The goal of healthyR.ts
is to provide a consistent verb framework for performing time series analysis and forecasting on both administrative and clinical hospital data.
You can install the released version of healthyR.ts from CRAN with:
And the development version from GitHub with:
This is a basic example which shows you how to generate random walk data.
library(healthyR.ts)
library(ggplot2)
df <- ts_random_walk()
head(df)
#> # A tibble: 6 × 4
#> run x y cum_y
#> <dbl> <dbl> <dbl> <dbl>
#> 1 1 1 0.0541 1054.
#> 2 1 2 -0.143 904.
#> 3 1 3 -0.0285 878.
#> 4 1 4 0.245 1093.
#> 5 1 5 0.0658 1165.
#> 6 1 6 0.00266 1168.
Now that the data has been generated, lets take a look at it.
df %>%
ggplot(
mapping = aes(
x = x
, y = cum_y
, color = factor(run)
, group = factor(run)
)
) +
geom_line(alpha = 0.8) +
ts_random_walk_ggplot_layers(df)
That is still pretty noisy, so lets see this in a different way. Lets clear this up a bit to make it easier to see the full range of the possible volatility of the random walks.
library(dplyr)
library(ggplot2)
df %>%
group_by(x) %>%
summarise(
min_y = min(cum_y),
max_y = max(cum_y)
) %>%
ggplot(
aes(x = x)
) +
geom_line(aes(y = max_y), color = "steelblue") +
geom_line(aes(y = min_y), color = "firebrick") +
geom_ribbon(aes(ymin = min_y, ymax = max_y), alpha = 0.2) +
ts_random_walk_ggplot_layers(df)
This package comes with a wide variety of functions from Data Generators to Statistics functions. The function ts_random_walk()
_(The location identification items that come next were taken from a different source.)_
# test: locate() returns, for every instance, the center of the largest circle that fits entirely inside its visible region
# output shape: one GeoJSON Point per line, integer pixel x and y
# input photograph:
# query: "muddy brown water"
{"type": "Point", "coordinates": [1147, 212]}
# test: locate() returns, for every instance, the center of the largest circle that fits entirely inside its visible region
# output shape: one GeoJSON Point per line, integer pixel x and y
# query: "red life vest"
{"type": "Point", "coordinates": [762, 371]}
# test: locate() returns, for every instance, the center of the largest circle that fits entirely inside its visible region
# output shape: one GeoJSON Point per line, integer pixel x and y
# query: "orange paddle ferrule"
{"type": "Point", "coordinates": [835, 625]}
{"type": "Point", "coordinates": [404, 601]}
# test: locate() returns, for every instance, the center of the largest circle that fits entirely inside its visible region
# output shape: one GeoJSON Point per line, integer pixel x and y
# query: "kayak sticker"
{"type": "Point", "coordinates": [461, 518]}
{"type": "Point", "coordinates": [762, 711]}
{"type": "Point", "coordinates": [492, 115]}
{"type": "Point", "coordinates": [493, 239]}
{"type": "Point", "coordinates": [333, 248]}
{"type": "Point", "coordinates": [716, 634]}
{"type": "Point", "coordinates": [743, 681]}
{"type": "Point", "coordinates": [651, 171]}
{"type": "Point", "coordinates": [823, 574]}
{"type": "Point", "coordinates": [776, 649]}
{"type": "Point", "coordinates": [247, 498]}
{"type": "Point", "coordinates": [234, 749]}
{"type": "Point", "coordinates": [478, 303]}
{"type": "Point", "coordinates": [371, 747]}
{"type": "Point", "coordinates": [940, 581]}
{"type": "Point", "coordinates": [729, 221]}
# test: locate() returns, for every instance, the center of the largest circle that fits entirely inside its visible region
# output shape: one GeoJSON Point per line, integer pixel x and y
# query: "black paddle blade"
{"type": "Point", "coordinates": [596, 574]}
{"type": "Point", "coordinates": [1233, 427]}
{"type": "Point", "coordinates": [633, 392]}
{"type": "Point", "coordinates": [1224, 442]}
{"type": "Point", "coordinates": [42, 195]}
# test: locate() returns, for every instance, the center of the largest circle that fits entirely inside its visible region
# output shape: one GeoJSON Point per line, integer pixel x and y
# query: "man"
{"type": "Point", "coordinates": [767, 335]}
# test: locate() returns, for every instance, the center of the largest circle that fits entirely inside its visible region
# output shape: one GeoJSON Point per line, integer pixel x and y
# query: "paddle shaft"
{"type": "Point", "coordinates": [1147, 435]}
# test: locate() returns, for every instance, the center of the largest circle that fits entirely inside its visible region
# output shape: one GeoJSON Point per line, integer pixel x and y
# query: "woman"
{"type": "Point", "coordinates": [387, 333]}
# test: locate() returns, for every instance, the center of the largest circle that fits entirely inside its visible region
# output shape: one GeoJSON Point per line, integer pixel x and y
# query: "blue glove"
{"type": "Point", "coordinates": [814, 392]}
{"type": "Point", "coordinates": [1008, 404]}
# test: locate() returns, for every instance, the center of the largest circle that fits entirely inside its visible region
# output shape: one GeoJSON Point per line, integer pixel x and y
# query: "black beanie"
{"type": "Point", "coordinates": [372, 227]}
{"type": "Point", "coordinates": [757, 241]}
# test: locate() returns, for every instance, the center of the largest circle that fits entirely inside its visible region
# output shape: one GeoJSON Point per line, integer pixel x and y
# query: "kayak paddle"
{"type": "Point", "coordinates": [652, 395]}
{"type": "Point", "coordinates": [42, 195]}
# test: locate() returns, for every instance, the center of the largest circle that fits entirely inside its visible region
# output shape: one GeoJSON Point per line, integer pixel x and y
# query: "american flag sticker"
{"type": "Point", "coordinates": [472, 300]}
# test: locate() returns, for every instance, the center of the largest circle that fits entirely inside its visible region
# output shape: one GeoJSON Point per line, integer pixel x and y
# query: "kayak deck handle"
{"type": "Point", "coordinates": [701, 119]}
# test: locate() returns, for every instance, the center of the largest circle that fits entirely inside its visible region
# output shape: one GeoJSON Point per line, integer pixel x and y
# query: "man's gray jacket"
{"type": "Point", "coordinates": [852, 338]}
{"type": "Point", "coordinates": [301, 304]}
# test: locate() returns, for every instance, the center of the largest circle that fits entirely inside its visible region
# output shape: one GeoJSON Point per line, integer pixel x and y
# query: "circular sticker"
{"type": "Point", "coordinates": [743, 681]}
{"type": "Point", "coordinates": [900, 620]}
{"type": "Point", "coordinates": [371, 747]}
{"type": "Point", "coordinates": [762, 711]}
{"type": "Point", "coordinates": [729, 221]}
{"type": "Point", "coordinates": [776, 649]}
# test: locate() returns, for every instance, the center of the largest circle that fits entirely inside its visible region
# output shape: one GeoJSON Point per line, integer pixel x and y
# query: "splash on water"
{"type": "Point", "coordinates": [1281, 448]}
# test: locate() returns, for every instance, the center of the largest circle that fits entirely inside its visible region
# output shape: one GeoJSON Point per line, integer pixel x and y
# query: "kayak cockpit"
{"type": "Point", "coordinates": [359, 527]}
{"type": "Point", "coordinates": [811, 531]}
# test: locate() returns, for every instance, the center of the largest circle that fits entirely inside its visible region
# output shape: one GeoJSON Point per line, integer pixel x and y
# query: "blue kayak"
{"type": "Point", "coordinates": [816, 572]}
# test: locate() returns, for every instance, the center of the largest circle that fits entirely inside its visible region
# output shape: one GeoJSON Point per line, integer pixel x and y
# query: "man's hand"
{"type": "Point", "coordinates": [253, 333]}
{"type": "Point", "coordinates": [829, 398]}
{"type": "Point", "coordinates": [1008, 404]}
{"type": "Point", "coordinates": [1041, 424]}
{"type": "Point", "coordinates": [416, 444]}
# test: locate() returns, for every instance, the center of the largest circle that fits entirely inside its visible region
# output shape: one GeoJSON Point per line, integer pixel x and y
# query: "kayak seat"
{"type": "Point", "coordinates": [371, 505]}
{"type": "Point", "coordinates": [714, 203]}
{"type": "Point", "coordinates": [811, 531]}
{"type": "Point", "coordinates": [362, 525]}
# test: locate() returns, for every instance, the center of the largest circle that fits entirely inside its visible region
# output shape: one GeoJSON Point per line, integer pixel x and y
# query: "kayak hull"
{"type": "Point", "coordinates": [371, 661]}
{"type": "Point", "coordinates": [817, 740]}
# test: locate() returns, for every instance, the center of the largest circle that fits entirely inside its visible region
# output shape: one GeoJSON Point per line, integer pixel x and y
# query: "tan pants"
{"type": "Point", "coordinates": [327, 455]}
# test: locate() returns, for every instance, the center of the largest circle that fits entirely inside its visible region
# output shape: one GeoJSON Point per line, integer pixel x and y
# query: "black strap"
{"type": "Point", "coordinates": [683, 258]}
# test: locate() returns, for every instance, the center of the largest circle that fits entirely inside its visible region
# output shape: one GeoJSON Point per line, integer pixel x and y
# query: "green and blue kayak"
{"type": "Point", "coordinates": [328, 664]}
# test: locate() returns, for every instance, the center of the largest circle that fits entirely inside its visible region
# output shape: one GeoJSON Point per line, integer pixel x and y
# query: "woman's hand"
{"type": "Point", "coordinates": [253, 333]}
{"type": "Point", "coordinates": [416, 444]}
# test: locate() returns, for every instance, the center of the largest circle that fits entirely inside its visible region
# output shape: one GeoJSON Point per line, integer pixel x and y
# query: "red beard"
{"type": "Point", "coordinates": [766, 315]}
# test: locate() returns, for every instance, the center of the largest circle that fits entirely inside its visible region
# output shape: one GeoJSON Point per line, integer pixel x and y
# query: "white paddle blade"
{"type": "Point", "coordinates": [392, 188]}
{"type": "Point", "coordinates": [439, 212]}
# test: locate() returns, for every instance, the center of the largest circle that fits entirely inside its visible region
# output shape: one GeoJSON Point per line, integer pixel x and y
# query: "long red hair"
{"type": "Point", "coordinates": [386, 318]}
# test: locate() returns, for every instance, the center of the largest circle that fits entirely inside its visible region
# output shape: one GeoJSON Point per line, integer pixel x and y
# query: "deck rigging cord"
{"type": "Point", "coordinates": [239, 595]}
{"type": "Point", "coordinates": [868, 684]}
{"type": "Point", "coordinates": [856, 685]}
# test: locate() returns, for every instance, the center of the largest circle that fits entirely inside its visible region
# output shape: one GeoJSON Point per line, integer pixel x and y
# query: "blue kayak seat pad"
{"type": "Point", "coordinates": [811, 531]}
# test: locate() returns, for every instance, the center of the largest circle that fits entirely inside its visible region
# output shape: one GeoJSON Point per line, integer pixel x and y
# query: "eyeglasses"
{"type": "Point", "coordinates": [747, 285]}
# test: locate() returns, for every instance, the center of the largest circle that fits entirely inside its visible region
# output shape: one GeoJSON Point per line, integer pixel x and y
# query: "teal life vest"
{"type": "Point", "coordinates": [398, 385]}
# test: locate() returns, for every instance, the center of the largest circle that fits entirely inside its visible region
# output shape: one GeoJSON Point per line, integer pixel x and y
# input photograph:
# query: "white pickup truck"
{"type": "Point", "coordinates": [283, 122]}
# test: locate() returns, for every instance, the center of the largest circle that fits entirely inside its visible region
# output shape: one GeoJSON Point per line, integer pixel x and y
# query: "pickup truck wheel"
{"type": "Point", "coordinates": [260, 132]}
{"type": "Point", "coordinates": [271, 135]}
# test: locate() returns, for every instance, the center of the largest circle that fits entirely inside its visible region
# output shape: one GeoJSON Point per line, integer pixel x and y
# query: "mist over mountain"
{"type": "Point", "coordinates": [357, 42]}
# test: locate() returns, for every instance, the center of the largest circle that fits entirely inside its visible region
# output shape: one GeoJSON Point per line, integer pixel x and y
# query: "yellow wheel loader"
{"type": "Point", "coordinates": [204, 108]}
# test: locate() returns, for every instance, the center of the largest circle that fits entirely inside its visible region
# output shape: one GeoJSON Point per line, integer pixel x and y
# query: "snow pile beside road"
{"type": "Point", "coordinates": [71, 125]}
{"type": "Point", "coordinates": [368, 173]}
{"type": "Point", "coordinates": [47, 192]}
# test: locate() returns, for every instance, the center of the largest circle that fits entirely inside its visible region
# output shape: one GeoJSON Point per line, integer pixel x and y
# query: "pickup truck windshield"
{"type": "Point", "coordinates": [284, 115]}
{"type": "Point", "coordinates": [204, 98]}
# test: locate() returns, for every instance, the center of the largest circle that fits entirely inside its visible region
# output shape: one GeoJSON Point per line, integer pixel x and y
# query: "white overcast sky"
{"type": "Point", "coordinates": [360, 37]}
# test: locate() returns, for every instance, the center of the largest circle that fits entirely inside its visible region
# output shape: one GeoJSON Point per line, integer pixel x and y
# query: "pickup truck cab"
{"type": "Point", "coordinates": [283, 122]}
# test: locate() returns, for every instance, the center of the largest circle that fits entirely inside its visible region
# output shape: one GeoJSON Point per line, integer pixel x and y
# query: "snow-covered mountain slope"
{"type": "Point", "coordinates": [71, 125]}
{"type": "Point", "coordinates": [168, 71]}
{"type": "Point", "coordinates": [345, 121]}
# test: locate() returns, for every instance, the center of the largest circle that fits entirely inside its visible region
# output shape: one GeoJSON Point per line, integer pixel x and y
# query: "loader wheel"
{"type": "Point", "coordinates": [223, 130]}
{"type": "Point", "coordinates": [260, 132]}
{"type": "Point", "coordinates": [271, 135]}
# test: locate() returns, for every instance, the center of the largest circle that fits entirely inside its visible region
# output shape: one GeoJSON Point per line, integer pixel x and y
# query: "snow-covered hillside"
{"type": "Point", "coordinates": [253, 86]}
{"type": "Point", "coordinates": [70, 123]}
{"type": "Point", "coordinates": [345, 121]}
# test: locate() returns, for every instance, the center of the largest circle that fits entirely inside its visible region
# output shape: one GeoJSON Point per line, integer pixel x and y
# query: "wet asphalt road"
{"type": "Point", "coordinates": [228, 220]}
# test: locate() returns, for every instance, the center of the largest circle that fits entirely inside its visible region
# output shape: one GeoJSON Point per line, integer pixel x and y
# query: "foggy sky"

in the above example is a Data Generator.
Let’s take a look at a plotting function.
data_tbl <- data.frame(
date_col = seq.Date(
from = as.Date("2020-01-01"),
to = as.Date("2022-06-01"),
length.out = 365*2 + 180
),
value = rnorm(365*2+180, mean = 100)
)
ts_calendar_heatmap_plot(
.data = data_tbl
, .date_col = date_col
, .value_col = value
, .interactive = FALSE
)
Time Series Clustering via Features:
data_tbl <- ts_to_tbl(AirPassengers) %>%
mutate(group_id = rep(1:12, 12))
output <- ts_feature_cluster(
.data = data_tbl,
.date_col = date_col,
.value_col = value,
group_id,
.features = c("acf_features","entropy"),
.scale = TRUE,
.prefix = "ts_",
.centers = 3
)
ts_feature_cluster_plot(
.data = output,
.date_col = date_col,
.value_col = value,
.center = 2,
group_id
)
Time to/from Event Analysis
library(dplyr)
df <- ts_to_tbl(AirPassengers) %>% select(-index)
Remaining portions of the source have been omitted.